The collection of patient-reported outcomes (PROs) in routine clinical practice provides opportunities to “feed-forward” the patient’s perspective to his/her clinical team to inform planning and management. This data can also be aggregated to “feedback” population-level analytics that can inform treatment decision-making, predictive modeling, population-based care, and system-level quality improvement efforts.
Methods Aiding Interpretation and Acting on Results:
Three case studies demonstrate a number of system-level features which aid effective PRO interpretation: (1) feed-forward and feedback information flows; (2) score interpretation aids; (3) cascading measurement; (4) registry-enabled learning health care systems; and (5) the maturational development of information systems.

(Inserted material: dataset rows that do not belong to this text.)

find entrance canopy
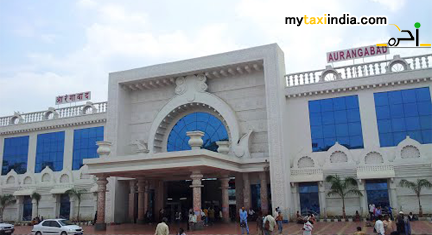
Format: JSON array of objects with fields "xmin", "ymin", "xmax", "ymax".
[{"xmin": 84, "ymin": 149, "xmax": 268, "ymax": 178}]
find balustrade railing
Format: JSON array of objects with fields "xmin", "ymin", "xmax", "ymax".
[
  {"xmin": 291, "ymin": 168, "xmax": 323, "ymax": 175},
  {"xmin": 286, "ymin": 54, "xmax": 432, "ymax": 87},
  {"xmin": 0, "ymin": 102, "xmax": 107, "ymax": 127},
  {"xmin": 357, "ymin": 165, "xmax": 394, "ymax": 172}
]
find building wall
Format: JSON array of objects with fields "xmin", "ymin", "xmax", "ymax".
[
  {"xmin": 284, "ymin": 76, "xmax": 432, "ymax": 217},
  {"xmin": 0, "ymin": 114, "xmax": 106, "ymax": 222}
]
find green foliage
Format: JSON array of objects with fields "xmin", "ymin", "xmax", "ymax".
[
  {"xmin": 0, "ymin": 194, "xmax": 17, "ymax": 222},
  {"xmin": 399, "ymin": 179, "xmax": 432, "ymax": 216}
]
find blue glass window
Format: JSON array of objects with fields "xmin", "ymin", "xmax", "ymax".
[
  {"xmin": 374, "ymin": 87, "xmax": 432, "ymax": 147},
  {"xmin": 299, "ymin": 182, "xmax": 320, "ymax": 215},
  {"xmin": 23, "ymin": 196, "xmax": 32, "ymax": 221},
  {"xmin": 35, "ymin": 131, "xmax": 65, "ymax": 173},
  {"xmin": 2, "ymin": 136, "xmax": 29, "ymax": 175},
  {"xmin": 167, "ymin": 112, "xmax": 228, "ymax": 152},
  {"xmin": 309, "ymin": 95, "xmax": 364, "ymax": 152},
  {"xmin": 72, "ymin": 126, "xmax": 104, "ymax": 170},
  {"xmin": 366, "ymin": 179, "xmax": 389, "ymax": 208}
]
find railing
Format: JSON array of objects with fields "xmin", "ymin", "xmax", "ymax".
[
  {"xmin": 357, "ymin": 165, "xmax": 394, "ymax": 172},
  {"xmin": 0, "ymin": 102, "xmax": 107, "ymax": 127},
  {"xmin": 286, "ymin": 54, "xmax": 432, "ymax": 87},
  {"xmin": 291, "ymin": 168, "xmax": 323, "ymax": 175}
]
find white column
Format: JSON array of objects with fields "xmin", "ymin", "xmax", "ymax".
[
  {"xmin": 220, "ymin": 176, "xmax": 230, "ymax": 223},
  {"xmin": 32, "ymin": 198, "xmax": 38, "ymax": 218},
  {"xmin": 95, "ymin": 176, "xmax": 108, "ymax": 231},
  {"xmin": 137, "ymin": 178, "xmax": 145, "ymax": 224},
  {"xmin": 53, "ymin": 195, "xmax": 60, "ymax": 218},
  {"xmin": 291, "ymin": 183, "xmax": 299, "ymax": 216},
  {"xmin": 63, "ymin": 129, "xmax": 74, "ymax": 171},
  {"xmin": 128, "ymin": 180, "xmax": 136, "ymax": 223},
  {"xmin": 259, "ymin": 172, "xmax": 269, "ymax": 215},
  {"xmin": 27, "ymin": 133, "xmax": 37, "ymax": 173},
  {"xmin": 358, "ymin": 179, "xmax": 368, "ymax": 217},
  {"xmin": 318, "ymin": 181, "xmax": 327, "ymax": 218},
  {"xmin": 16, "ymin": 197, "xmax": 23, "ymax": 222},
  {"xmin": 0, "ymin": 136, "xmax": 4, "ymax": 173},
  {"xmin": 242, "ymin": 173, "xmax": 251, "ymax": 210},
  {"xmin": 358, "ymin": 92, "xmax": 380, "ymax": 149},
  {"xmin": 389, "ymin": 178, "xmax": 398, "ymax": 215},
  {"xmin": 69, "ymin": 197, "xmax": 76, "ymax": 220}
]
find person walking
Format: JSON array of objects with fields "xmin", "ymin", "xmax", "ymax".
[
  {"xmin": 275, "ymin": 212, "xmax": 283, "ymax": 234},
  {"xmin": 375, "ymin": 215, "xmax": 385, "ymax": 235},
  {"xmin": 369, "ymin": 204, "xmax": 376, "ymax": 220},
  {"xmin": 383, "ymin": 215, "xmax": 395, "ymax": 235},
  {"xmin": 403, "ymin": 215, "xmax": 411, "ymax": 235},
  {"xmin": 302, "ymin": 217, "xmax": 313, "ymax": 235},
  {"xmin": 154, "ymin": 217, "xmax": 169, "ymax": 235},
  {"xmin": 396, "ymin": 212, "xmax": 406, "ymax": 235},
  {"xmin": 176, "ymin": 228, "xmax": 186, "ymax": 235},
  {"xmin": 256, "ymin": 211, "xmax": 264, "ymax": 235},
  {"xmin": 240, "ymin": 207, "xmax": 249, "ymax": 234},
  {"xmin": 188, "ymin": 211, "xmax": 196, "ymax": 231},
  {"xmin": 263, "ymin": 212, "xmax": 276, "ymax": 235}
]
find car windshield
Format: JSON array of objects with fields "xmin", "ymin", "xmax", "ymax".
[{"xmin": 58, "ymin": 220, "xmax": 74, "ymax": 226}]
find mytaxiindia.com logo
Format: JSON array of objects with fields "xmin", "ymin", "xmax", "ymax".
[{"xmin": 285, "ymin": 13, "xmax": 387, "ymax": 26}]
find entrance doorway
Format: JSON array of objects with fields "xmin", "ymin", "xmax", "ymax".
[
  {"xmin": 299, "ymin": 182, "xmax": 320, "ymax": 215},
  {"xmin": 366, "ymin": 179, "xmax": 389, "ymax": 208},
  {"xmin": 23, "ymin": 196, "xmax": 32, "ymax": 221},
  {"xmin": 60, "ymin": 194, "xmax": 70, "ymax": 219}
]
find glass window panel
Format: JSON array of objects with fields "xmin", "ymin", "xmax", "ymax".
[
  {"xmin": 323, "ymin": 125, "xmax": 336, "ymax": 138},
  {"xmin": 393, "ymin": 132, "xmax": 407, "ymax": 145},
  {"xmin": 388, "ymin": 91, "xmax": 403, "ymax": 104},
  {"xmin": 308, "ymin": 95, "xmax": 363, "ymax": 152},
  {"xmin": 322, "ymin": 112, "xmax": 334, "ymax": 125},
  {"xmin": 421, "ymin": 130, "xmax": 432, "ymax": 143},
  {"xmin": 418, "ymin": 102, "xmax": 432, "ymax": 116},
  {"xmin": 346, "ymin": 96, "xmax": 359, "ymax": 109},
  {"xmin": 167, "ymin": 112, "xmax": 228, "ymax": 152},
  {"xmin": 377, "ymin": 120, "xmax": 392, "ymax": 133},
  {"xmin": 2, "ymin": 136, "xmax": 29, "ymax": 175},
  {"xmin": 334, "ymin": 110, "xmax": 347, "ymax": 124},
  {"xmin": 349, "ymin": 135, "xmax": 364, "ymax": 149},
  {"xmin": 391, "ymin": 118, "xmax": 406, "ymax": 132},
  {"xmin": 71, "ymin": 127, "xmax": 104, "ymax": 171},
  {"xmin": 407, "ymin": 131, "xmax": 423, "ymax": 143},
  {"xmin": 416, "ymin": 88, "xmax": 431, "ymax": 102},
  {"xmin": 389, "ymin": 104, "xmax": 404, "ymax": 118},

The case studies describe the developmental span of feed-forward PRO programs—from simple to mature applications. The Concord Hospital (CH) Multiple Sclerosis Neurobehavioral Clinic exemplifies a simple application in which PRO data are used before and during clinic visits by patients and clinicians to inform care. The Dartmouth-Hitchcock (D-H) Spine Center exemplifies a mature program which utilizes population-level analytics to provide decision support by predicting outcomes for different treatment options. The Swedish Rheumatology Quality (SRQ) Registry epitomizes an exceptional application which has spread to multiple systems across an entire country.
Feed-forward and feedback PRO information systems can better inform, involve, and support clinicians, patients and families, and allow health systems to monitor and improve system performance and population health outcomes. Ideal systems have the capability for multilevel analyses at patient, system, and population levels, and an information technology infrastructure that is linked to associated workflows and a supportive practice culture. As systems mature, they progress beyond the ability to describe and inform towards higher level capabilities including prediction and decision support. Finally, there is additional promise for the integration of patient-reported information that is adjusted (or weighted) by preferences and values to guide shared decision-making and inform individualized precision health care in the future.